I can imagine awful things. That's why I'm a terrible flier. This week, I sat across from something I couldn't imagine.
I remember the story. On December 1, 2007, a Palmer, Alaska man attacked his father and his father's fiancé with a machete in the middle of the night. Leaving them for dead, he drove to Anchorage and shot three people, killing one, injuring two.
Tuesday, I had lunch with Lennie. She survived the machete attack that killed her fiancé. The hospital stopped counting after fifty "chop wounds", from head to toe. One of her two uninjured fingers still wears the ring of the man she loved. She smiles a lot. While we were talking, she liked something I said and offered a "high 2 and ¾" instead of a "high 5".
She told me about that horrifying, long ago night. She described the sound a machete makes when it hits your skull. She didn't feel her ear being severed, or her fingers. Her funny bone is gone, but she joked about her sense of humor being intact. She recently lost her dog, Bear, who defended her during the attack.
Her assailant screamed while he chopped her, "Why are you making me do this?" over and over. Her voice hushed when she shared with me that an angel helped her reach the phone to dial 911. Unseen hands held her legs up to keep her from bleeding to death while help was on the way.
Lennie was released from the hospital with only five days worth of pain pills and the inability to feed, bathe, use the bathroom or dress herself. She didn't have insurance.
She told me she would rather be hit with a machete than go through the de-humanizing experience of not having health coverage. Lennie supports a public option. She doesn't want anyone to have to fight harder for health care than she did against a possessed man determined to kill her.

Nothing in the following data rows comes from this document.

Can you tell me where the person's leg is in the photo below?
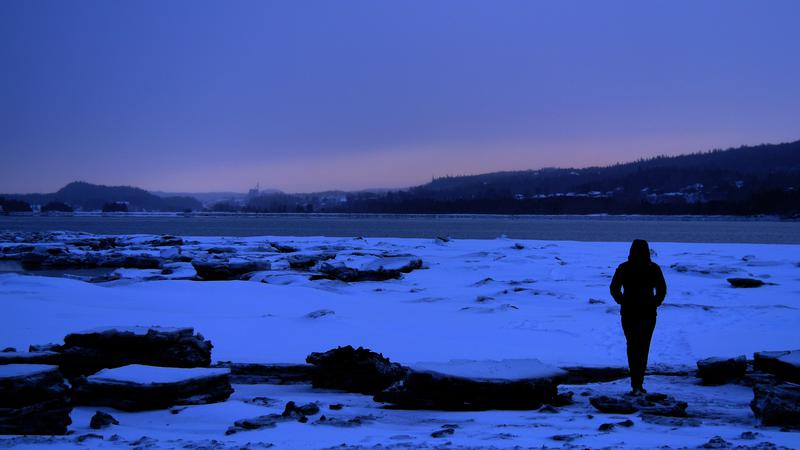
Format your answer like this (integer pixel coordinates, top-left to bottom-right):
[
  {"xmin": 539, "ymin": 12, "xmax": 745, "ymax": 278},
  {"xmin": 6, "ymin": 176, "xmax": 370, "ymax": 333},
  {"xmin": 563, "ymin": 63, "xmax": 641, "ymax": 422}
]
[
  {"xmin": 637, "ymin": 315, "xmax": 657, "ymax": 390},
  {"xmin": 621, "ymin": 314, "xmax": 642, "ymax": 390}
]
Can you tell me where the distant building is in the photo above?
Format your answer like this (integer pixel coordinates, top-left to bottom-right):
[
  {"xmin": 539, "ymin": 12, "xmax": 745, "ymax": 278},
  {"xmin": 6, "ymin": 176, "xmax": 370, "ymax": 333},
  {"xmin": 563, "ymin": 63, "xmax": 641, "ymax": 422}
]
[{"xmin": 247, "ymin": 183, "xmax": 260, "ymax": 199}]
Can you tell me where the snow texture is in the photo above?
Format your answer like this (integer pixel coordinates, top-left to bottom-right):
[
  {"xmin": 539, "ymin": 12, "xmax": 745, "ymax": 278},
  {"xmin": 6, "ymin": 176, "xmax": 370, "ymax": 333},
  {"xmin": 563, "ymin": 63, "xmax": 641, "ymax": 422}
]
[{"xmin": 87, "ymin": 365, "xmax": 230, "ymax": 385}]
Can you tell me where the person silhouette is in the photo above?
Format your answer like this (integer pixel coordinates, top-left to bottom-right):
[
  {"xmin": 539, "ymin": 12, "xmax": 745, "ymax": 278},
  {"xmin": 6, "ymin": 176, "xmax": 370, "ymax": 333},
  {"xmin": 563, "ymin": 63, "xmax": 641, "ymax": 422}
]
[{"xmin": 609, "ymin": 239, "xmax": 666, "ymax": 395}]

The man wielding the machete, Chris Rogers, is now serving time in prison. He's entitled to health care under the 8th Amendment of the Constitution of the United States. His victim doesn't want the death penalty for him; she doesn't even want his health coverage taken away. She wants everyone to have the health care they need. The surgeries to repair her claw-like hand, like the leg brace that helps her walk, were pro-bono by doctors who were unable to watch the current system ignore her suffering.
"At least I'm not bitter," she likes to say, usually after some nightmare story about pain management. We chatted over chicken and grilled cheese about public option possibilities. I shared with her my meeting Howard Dean a few weeks ago. I told her how the message between President Clinton, Senator Kennedy, Dr. Dean, Valerie Jarrett, AFL-CIO leader Richard Trumka and others were rallying the grass roots across the nation for public health care. I assured her the public option was already a compromise from a single payer system...and we were going to win. We had to, it's a life or death matter.
"I sure hope so," she said. "I have a pre-existing condition. It's called attempted murder."
Lennie called me today. She said she'd thought of me when she heard of Senator Kennedy's death. I had thought of her, and her struggle to be healed; heart, mind and body.
Senator Kennedy, a man born into privilege, fought for the rights of others who were not. That made him a hero. For his decades-long fight, and the daily struggle of people like Lennie, a woman who sees her struggle over health care as more horrific than a machete attack, we must pass a public option; a "Kennedy Option."
"Some men see things as they are and say why; I dream things that never were and say why not?"